Eso sí, que nuestro tiempo valga mucho parece no implicar que consideremos que el de los demás también lo valga: se intuye una creencia, también generalizada, sobre un “cuasi derecho” a adquirir muchos bienes y servicios con la menor fracción posible de la remuneración percibida. Para que unos puedan comprar muchos bienes con poco dinero, otros tienen que producir barato y los que trabajan para ellos tienen que percibir remuneraciones bajas. No parece muy equilibrado, especialmente para los últimos; ni que el actual reparto de papeles, claramente entre Este y Oeste, Oriente y Occidente, vaya a durar para siempre.
¿Entonces qué? Pues que hay que formarse, trabajar, esforzarse, resolver problemas y generar valor para el resto de la sociedad/mercado. No se puede desperdiciar, ni permitir que se desperdicie, ninguna oportunidad. Por lo tanto tampoco se debe permitir que los estudiantes terminen su formación sin saber que el conocimiento al que están expuestos está plagado de claves para abordar futuras situaciones que necesitarán resolver por ellos mismos. Y que cuando llegue el momento de aplicarlos no valdrá con decir “es que ya hace mucho que estudié eso, explícame como se hace”.
Habrá quien piense que con el actual desarrollo de la tecnología tampoco hay que ser un genio ni trabajar muchas horas para poder vivir. Correcto, pero seamos conscientes de que ya casi nadie se conforma con comer lo que caza, tener un tejado sobre su cabeza y estar vivo unos cuantos años. La mayoría queremos comer de forma equilibrada a pesar de no tener una granja, viajar a sitios lejanos en aviones rápidos y cómodos, mantenernos informados sobre lo que sucede en todo el planeta gracias a las telecomunicaciones, aliviar nuestras tareas diarias con herramientas que nos evitan esfuerzos físicos, tener disponibles medicinas que hacen leves enfermedades antes graves, etc., etc.
Todos esos “adelantos” tienen su origen en el esfuerzo de millones de personas en todo el mundo que investigan, innovan, producen alimentos y fabrican bienes y servicios que hacen nuestra existencia más agradable, confortable y larga.
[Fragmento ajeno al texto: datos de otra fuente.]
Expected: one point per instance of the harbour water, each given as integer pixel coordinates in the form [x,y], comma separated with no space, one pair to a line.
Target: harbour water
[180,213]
Por otro lado hay gente que, disfrutando de plenas capacidades, no aporta a la sociedad/mercado valor que justifique el pan que se come ni tienen intención de hacerlo. Lo peor es que se jactan de lo “bien que viven” con lo poco que trabajan, considerando su situación “un chollo”. De nuevo la eterna e ingenua búsqueda de duros a cuatro pesetas.
Una vez, durante un almuerzo, Jordi Nadal me dijo lo siguiente sobre las probabilidades de éxito de la actividad empresarial en la que se había embarcado: “cuando me preguntan qué me hace pensar que voy a tener éxito con esta empresa respondo: soy más inteligente que la media y trabajo más que la media; eso mejora las probabilidades de éxito”. Tiene toda la razón y es de aplicación a individuos, empresas y grupos sociales por igual. No se puede tener garantía absoluta, pero el trabajo inteligente, el esfuerzo medido y bien dirigido son capaces de inclinar la balanza hacia el lado que más nos interesa.
Para terminar, mi recomendación para los futuros empresarios que lean este artículo y todo aquel preocupado por su futuro individual y colectivo es: formarse concienzudamente con sentido práctico de lo que se está aprendiendo y trabajar de una forma inteligente y bien planificada. No garantiza el éxito, pero incrementa las probabilidades de atisbarlo de vez en cuando.